Essa concentração de poder tem efeitos corrosivos. Além de abalar a separação dos Poderes, mina a segurança jurídica e alimenta um clima de instabilidade permanente. Decisões que deveriam ser técnicas ganham conotação política; medidas justificadas como "defesa da democracia" acabam por violar direitos fundamentais; e o tribunal se vê, cada vez mais, no papel de legislador e executor, ao mesmo tempo que julga.

Juristas ouvidos pela Revista Oeste alertam que esse processo pavimenta o caminho para uma "juristocracia" - regime em que 11 ministros, sem voto popular, decidem sozinhos os rumos de 150 milhões de eleitores. Para eles, o STF já ultrapassou os limites da sua função e precisa de contenção, sob pena de a democracia representativa ceder lugar a uma ditadura togada.

A seguir, o que pensa cada um deles.

Manoel Gonçalves Ferreira Filho Professor emérito de Direito Constitucional da Universidade de São Paulo, Manoel Gonçalves Ferreira Filho vê o STF como uma Corte que abandonou a contenção e passou a agir como poder supremo do Estado. Para ele, o caso dos inquéritos de ofício é emblemático: "O art. 43 do regimento do STF só permite a abertura de inquérito se a infração ocorrer na sede do Tribunal", constatou o jurista. "No Inquérito das Fake News, essa limitação foi ignorada, e a relatoria designada sem sorteio. Trata-se de um vício que, em tese. tornaria o processo nulo."

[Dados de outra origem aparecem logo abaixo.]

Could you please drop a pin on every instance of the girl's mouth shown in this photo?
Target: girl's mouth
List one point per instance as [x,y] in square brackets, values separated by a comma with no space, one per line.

Na avaliação de Ferreira Filho, o Tribunal passou a legislar e até a governar, valendo-se de princípios vagos para justificar decisões contrárias à lei. "É um ativismo que transforma a interpretação constitucional em mero pretexto para impor preferências ideológicas", disse. Ele distingue esse ativismo do governismo, quando a Corte atua em sintonia como Executivo para atender a interesses do governo de plantão. “Há casos em que o STF enxerga constitucionalidade ou inconstitucionalidade conforme o pedido ou a pressão governamental", observou o professor.

O jurista também aponta as consequências políticas desse comportamento: a radicalização do debate público, a perda de prestígio da instituição e a percepção de que ministros se alinham a quem os indicou, formando "bancadas” internas. "O STF se empenhou na defesa da democracia, mas adotou a máxima maquiavélica de que o fim justifica os meios", afirmou. "E, ao fazê-lo, instaurou uma juristocracia em lugar de uma democracia."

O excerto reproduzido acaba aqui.